Because [Y], in part, serves to regulate blood pressure by causing vasodilation, the increased effects of Y due to X withdrawal cause the blood vessels of the head to dilate, leading to an excess of blood in the head and causing a headache and nausea. Reduced catecholamine activity may cause feelings of fatigue and drowsiness. A reduction in serotonin levels when X use is stopped can cause anxiety, irritability, inability to concentrate and diminished motivation to initiate or to complete daily tasks; in extreme cases it may cause mild depression. Together, these effects have come to be known as a “crash”.
Withdrawal symptoms—possibly including headache, irritability, an inability to concentrate, drowsiness, insomnia and pain in the stomach, upper body, and joints—may appear within 12 to 24 hours after discontinuation of X intake, peak at roughly 48 hours, and usually last from one to five days, representing the time required for the number of Y receptors in the brain to revert to “normal” levels, uninfluenced by X consumption. Analgesics, such as aspirin, can relieve the pain symptoms, as can a small dose of X. Most effective is a combination of both an analgesic and a small amount of X.

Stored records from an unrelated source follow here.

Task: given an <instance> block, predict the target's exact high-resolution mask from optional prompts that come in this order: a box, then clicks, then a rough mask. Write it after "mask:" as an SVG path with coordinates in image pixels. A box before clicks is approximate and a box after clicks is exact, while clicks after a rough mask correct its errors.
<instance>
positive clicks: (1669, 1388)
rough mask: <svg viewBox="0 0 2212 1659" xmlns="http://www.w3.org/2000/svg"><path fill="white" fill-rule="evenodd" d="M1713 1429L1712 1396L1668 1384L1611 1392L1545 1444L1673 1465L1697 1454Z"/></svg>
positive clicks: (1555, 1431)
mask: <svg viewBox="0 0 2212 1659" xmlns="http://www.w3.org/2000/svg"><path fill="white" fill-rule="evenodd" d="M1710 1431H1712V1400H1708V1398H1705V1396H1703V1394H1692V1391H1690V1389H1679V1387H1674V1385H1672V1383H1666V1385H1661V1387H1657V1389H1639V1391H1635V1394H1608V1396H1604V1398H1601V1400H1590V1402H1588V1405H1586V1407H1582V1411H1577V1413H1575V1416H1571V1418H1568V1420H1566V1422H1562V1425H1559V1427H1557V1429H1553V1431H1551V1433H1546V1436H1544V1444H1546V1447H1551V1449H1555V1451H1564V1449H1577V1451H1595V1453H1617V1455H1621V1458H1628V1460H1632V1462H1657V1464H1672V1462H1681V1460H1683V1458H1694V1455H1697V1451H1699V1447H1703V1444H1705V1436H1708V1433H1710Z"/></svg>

This is not the only case where Xincreases the effectiveness of a drug. X makes pain relievers 40% more effective in relieving headaches and helps the body absorb headache medications more quickly, bringing faster relief. For this reason, many over-the-counter headache drugs include X in their formula. It is also used with ergotamine in the treatment of migraine and cluster headaches as well as to overcome the drowsiness caused by antihistamines.

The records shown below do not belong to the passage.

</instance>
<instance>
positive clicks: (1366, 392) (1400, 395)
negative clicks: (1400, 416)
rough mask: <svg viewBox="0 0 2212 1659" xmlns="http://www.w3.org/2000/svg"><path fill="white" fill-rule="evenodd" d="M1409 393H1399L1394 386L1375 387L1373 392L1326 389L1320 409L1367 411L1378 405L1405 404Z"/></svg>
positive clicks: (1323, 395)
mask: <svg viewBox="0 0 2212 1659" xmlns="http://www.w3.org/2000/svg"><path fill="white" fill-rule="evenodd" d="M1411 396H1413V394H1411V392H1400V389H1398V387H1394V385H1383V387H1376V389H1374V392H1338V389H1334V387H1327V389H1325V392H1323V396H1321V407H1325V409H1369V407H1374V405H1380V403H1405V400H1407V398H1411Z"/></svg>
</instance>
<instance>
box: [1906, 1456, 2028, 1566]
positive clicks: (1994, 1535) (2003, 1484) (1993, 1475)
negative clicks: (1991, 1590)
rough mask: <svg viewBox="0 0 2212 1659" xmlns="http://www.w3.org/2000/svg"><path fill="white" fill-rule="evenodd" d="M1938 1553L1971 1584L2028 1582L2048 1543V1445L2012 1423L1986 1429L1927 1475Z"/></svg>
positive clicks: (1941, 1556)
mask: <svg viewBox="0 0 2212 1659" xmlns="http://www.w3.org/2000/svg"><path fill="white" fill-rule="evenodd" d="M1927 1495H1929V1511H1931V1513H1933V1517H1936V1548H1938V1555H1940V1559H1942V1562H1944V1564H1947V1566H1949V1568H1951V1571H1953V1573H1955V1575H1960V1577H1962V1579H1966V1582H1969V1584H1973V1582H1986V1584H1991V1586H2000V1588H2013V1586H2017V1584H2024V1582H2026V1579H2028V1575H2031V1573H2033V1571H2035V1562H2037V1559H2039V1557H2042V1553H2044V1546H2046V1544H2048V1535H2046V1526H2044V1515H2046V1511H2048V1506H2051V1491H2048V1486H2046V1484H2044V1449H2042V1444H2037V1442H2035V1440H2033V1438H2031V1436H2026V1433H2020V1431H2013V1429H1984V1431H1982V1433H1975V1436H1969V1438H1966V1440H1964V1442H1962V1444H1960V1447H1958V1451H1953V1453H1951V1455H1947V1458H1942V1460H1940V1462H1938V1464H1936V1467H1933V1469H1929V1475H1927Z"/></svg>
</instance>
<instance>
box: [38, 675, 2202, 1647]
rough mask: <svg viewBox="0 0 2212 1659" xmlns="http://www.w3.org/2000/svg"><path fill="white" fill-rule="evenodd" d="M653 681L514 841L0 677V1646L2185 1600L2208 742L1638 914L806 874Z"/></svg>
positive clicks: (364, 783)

In large amounts, and especially over extended periods of time, X can lead to a condition known as [X]ism. Xism usually combines X dependency with a wide range of unpleasant physical and mental conditions including nervousness, irritability, anxiety, tremulousness, muscle twitching (hyperreflexia), insomnia, headaches, respiratory alkalosis, and heart palpitations. Furthermore, because X increases the production of stomach acid, high usage over time can lead to peptic ulcers, erosive esophagitis, and gastroesophageal reflux disease. There are four X-induced psychiatric disorders recognized by the Diagnostic and Statistical Manual of Mental Disorders, Fourth Edition: X intoxication, X-induced anxiety disorder, X-induced sleep disorder, and X-related disorder not otherwise specified (NOS).
X, I mean. Y is just a hormone that would make it slightly obvious. Not very, mind you, and in any case you can just type in a phrase and search exact match on google… but for those who want to make an honest guess, I thought I’d make it interesting.
Hint: X is usually consumed in batches of about a 100 mg each time, often more, although not by much.